There came a point, about six weeks before she died, when she couldn't stay in her garden apartment. There was no elevator, and the doorways were too narrow to accommodate a walker or, eventually, a wheelchair. She moved to and died at a nursing home run by Little Sisters of the Poor. 

She died on the evening of March 8th, with all of her children and sons- and daughters-in-law around her. The nuns at the nursing home (who are saints on earth, every last one of them--don't let anyone tell you different) said that March 8 was a special day because it is the Feast of St. John of
God. He's the patron of hospitals and their order holds him very dear.

That seemed nice but I didn’t think much of it until a couple weeks later,
when I met my sister’s at my mom’s apartment to start going through her
things. I was the first one there and wandered around the material
possessions she had left behind, wondering where she had gone, talking to
her, crying my eyes out. I noticed a small, slightly worn copy of Lives of
the Saints sitting on top of one of the bookcases. I'm not sure why or how
it got there. Nobody had been in her apartment for a while--she hadn't
lived there for nearly two months. But I picked it up and turned to March
8, which was indeed the feast of St. John of God, patron saint of
hospitals. And of printers. And booksellers.

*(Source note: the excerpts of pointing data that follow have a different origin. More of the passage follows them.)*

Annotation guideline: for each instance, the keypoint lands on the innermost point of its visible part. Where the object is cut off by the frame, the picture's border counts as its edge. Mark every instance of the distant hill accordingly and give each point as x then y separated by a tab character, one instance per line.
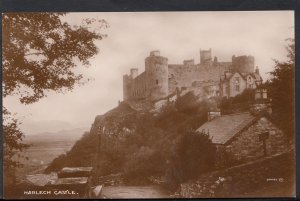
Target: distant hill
62	135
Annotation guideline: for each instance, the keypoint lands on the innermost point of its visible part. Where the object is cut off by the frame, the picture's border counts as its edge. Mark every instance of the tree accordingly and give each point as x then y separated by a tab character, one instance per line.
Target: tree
194	155
281	88
40	53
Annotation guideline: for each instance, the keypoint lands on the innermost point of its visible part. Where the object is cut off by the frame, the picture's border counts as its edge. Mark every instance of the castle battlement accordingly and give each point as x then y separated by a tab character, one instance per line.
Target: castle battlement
161	78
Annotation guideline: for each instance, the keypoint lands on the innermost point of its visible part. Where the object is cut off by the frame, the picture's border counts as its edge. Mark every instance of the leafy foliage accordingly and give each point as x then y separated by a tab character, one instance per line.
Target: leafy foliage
12	140
195	153
39	52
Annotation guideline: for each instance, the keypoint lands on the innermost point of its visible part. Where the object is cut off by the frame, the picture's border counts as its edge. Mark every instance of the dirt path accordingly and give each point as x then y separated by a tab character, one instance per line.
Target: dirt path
133	192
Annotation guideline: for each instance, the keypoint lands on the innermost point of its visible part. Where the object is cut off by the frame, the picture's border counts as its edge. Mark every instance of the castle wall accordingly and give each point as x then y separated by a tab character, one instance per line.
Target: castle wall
161	79
184	75
138	87
156	69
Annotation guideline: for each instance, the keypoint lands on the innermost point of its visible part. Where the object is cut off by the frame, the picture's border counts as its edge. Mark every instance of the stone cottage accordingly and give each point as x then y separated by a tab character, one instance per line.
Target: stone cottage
243	137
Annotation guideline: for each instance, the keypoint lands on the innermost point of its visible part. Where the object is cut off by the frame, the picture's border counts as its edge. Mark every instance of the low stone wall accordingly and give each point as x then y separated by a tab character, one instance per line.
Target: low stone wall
254	179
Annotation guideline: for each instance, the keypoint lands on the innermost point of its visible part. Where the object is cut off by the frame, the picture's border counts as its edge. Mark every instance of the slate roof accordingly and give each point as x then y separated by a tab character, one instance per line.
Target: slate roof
222	129
76	169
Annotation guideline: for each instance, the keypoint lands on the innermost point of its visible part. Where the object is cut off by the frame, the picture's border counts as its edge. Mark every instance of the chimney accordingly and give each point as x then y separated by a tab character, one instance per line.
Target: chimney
257	70
213	114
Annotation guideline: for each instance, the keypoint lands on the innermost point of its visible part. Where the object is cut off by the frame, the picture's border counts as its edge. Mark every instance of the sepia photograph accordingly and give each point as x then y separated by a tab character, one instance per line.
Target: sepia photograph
118	105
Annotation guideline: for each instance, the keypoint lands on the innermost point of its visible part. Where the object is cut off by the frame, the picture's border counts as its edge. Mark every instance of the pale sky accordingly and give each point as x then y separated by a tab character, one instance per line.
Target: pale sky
178	36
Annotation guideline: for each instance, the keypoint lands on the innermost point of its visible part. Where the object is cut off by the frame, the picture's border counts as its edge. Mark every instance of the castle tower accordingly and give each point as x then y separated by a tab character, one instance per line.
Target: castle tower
205	56
243	64
156	69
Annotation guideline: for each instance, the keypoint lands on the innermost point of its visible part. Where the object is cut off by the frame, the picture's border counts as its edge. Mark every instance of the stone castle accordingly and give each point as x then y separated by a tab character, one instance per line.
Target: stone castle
208	78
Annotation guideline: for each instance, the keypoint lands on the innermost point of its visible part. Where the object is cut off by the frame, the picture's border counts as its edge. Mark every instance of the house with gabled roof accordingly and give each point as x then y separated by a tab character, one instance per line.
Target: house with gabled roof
243	137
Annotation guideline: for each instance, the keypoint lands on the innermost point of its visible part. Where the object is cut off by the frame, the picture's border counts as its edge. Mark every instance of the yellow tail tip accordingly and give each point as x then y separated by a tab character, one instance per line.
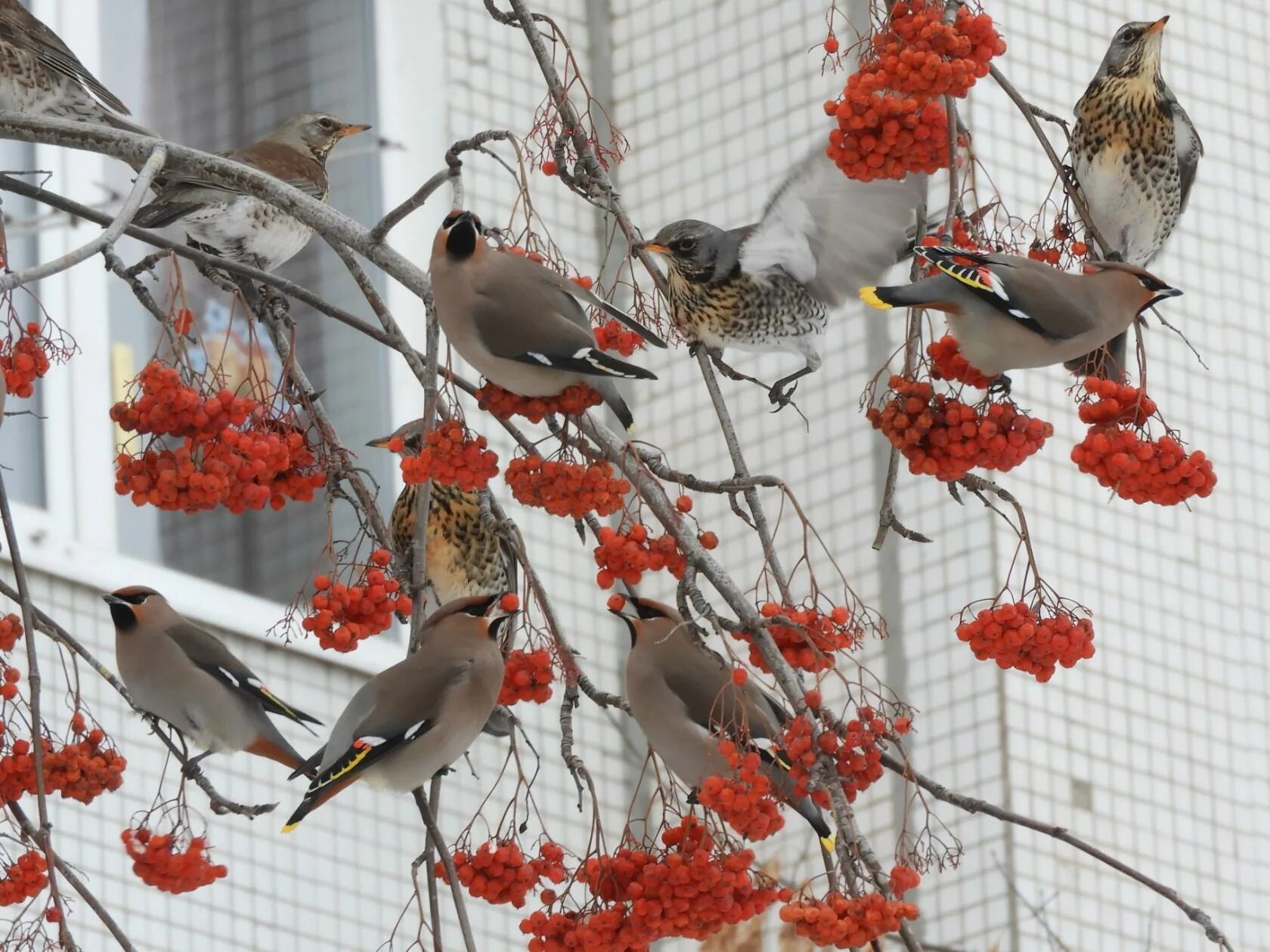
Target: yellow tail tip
870	297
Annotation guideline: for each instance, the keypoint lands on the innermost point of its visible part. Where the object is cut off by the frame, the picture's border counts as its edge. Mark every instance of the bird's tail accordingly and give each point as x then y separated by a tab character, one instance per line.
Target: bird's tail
615	403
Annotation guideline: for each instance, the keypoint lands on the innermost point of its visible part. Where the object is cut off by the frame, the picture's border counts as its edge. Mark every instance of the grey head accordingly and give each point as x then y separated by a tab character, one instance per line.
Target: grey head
696	250
318	132
1135	51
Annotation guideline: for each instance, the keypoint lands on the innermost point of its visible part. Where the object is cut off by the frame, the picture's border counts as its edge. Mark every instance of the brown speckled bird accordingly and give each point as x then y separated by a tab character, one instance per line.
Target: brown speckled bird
464	556
238	226
41	76
1135	153
773	286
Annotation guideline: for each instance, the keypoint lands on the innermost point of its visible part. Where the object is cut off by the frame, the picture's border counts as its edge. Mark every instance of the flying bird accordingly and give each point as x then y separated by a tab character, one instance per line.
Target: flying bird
1008	311
238	226
41	76
1135	153
771	286
187	677
422	714
683	698
521	324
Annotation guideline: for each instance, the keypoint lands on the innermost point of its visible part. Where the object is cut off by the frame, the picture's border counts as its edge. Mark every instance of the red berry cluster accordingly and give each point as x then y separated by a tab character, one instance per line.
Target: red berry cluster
11	630
745	799
565	487
614	335
345	614
24	360
891	116
945	438
528	677
903	879
500	873
687	889
948	363
1107	401
159	862
267	464
1018	636
571	401
24	879
855	753
80	771
846	922
810	648
625	556
1143	470
451	455
168	406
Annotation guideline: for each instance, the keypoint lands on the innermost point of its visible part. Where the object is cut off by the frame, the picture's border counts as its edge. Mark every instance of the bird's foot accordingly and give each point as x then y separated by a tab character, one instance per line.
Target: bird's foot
1000	386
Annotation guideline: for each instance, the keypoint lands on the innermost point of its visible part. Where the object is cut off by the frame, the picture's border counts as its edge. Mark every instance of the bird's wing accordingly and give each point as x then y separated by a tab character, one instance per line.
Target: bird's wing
829	233
210	654
1008	285
26	31
1188	144
390	711
519	317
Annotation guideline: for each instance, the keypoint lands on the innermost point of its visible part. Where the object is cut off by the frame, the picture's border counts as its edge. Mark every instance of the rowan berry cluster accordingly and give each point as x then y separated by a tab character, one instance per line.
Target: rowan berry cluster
158	861
1143	470
614	335
270	462
345	614
1015	635
572	401
565	487
810	646
168	406
745	797
855	753
891	116
625	556
451	455
500	873
846	922
23	879
689	889
11	630
903	879
945	438
528	677
948	363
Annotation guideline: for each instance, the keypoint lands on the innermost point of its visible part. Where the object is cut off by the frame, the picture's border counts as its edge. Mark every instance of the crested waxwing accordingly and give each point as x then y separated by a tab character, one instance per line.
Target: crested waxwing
773	286
1008	311
1135	153
242	227
521	324
187	677
683	698
39	75
422	714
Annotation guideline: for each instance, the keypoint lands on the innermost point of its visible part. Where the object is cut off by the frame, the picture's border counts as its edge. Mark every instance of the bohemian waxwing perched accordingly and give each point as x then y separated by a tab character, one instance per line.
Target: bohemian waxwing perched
1008	311
521	324
422	714
773	286
188	678
683	698
1135	153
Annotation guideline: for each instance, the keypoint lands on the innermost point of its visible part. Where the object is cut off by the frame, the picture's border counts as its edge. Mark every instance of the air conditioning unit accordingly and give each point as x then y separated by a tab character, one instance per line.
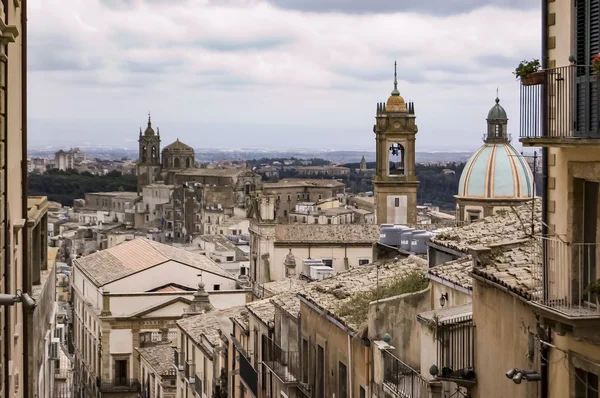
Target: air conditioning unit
53	350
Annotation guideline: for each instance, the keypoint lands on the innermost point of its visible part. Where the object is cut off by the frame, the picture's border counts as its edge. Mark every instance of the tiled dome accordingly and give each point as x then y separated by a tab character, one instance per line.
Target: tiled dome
496	171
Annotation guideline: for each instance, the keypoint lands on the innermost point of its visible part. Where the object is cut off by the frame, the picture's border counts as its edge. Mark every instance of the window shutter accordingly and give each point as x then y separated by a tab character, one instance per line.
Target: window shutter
587	41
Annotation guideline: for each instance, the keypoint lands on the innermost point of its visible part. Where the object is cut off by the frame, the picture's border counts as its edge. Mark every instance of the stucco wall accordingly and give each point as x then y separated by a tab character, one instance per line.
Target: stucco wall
169	272
397	316
502	326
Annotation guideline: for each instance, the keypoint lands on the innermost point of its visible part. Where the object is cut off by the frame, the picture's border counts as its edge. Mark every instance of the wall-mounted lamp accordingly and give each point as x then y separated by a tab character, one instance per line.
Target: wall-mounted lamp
443	299
518	376
23	298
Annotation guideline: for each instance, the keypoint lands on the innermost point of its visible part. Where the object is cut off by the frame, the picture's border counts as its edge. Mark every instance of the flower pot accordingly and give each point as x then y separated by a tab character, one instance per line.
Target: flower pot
533	79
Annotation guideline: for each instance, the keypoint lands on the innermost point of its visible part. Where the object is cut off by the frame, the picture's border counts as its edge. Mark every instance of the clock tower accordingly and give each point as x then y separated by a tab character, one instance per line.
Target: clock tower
395	181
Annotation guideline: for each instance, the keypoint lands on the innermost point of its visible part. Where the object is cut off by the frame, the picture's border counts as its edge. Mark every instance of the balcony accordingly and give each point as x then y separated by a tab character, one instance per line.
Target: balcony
570	267
400	380
179	360
285	365
120	385
198	386
561	108
456	350
190	372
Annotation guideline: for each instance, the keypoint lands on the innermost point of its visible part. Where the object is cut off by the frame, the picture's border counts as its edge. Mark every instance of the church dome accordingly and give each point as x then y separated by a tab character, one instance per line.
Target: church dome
497	112
177	146
496	171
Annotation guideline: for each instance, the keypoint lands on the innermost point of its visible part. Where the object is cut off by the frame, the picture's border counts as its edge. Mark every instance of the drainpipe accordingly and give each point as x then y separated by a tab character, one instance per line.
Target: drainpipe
350	390
544	118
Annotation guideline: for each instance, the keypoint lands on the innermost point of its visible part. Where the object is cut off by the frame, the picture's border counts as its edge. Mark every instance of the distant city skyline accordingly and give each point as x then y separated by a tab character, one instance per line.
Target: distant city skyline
304	73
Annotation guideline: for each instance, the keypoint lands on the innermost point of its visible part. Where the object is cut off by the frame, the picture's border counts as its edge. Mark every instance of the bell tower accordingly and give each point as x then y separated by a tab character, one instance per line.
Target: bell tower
148	167
395	181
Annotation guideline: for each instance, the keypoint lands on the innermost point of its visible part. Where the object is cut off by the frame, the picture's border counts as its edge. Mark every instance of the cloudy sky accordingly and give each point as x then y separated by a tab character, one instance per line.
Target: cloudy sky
272	73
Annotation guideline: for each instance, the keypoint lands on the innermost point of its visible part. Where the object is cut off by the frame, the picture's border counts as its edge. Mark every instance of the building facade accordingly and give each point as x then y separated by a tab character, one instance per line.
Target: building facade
566	89
395	180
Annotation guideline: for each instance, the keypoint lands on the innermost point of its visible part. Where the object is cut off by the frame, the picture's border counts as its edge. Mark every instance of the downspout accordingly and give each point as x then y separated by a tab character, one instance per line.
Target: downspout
7	233
351	387
544	125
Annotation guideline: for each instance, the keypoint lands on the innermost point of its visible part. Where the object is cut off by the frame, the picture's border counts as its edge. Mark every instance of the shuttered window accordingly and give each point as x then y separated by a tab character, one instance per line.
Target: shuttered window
587	38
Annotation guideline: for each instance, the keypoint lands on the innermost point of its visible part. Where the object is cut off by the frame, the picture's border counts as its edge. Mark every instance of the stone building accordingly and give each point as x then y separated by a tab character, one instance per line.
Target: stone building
559	110
15	351
291	191
339	246
157	375
496	177
138	288
395	181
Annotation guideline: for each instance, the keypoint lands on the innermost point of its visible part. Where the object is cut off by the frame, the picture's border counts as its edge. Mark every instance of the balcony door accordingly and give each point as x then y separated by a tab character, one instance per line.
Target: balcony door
590	226
587	42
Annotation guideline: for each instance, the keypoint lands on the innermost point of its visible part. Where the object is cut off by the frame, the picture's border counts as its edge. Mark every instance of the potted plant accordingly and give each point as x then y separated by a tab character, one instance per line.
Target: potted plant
529	72
594	288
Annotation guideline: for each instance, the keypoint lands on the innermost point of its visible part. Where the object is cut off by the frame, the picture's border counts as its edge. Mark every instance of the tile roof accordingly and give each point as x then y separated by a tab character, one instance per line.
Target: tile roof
510	225
213	172
136	255
303	182
160	357
331	293
207	325
456	271
328	233
286	285
516	266
262	309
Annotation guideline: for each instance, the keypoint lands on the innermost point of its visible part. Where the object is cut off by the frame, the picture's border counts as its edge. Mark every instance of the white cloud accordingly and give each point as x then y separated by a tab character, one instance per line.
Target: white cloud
242	66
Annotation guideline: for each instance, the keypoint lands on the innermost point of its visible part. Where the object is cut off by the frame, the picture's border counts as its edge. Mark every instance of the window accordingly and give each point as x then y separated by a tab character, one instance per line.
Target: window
320	372
586	384
121	372
342	381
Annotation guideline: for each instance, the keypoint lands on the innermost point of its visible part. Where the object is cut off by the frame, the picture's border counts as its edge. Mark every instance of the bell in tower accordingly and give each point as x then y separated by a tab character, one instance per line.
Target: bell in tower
395	181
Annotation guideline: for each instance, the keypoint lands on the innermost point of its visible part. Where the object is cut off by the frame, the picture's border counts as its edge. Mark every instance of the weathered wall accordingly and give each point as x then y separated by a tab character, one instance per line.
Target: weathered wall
398	317
502	326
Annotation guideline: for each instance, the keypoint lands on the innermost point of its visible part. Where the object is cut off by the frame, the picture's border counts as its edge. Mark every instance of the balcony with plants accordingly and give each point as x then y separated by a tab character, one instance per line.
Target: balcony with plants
559	106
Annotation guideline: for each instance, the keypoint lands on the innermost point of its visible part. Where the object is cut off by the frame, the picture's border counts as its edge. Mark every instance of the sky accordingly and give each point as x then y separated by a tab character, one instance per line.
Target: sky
272	74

After the chills left my spine, the world seemed much clearer and some of
the pain from her death lifted. She is still there. I can still talk to
her. I just need to listen more quietly for the answer.

- Susan

Please check out THE SUMMER OF LETTING GO,  A BODY AT REST and the Sock Kids series, and share your story in the comments if you'd like to! 


  1. Ohh... gave me chills. Sorry you lost your Mother. Happy you can still talk to her :).

  2. "I just need to listen more quietly for the answer" got stuck in my throat. Lovely story.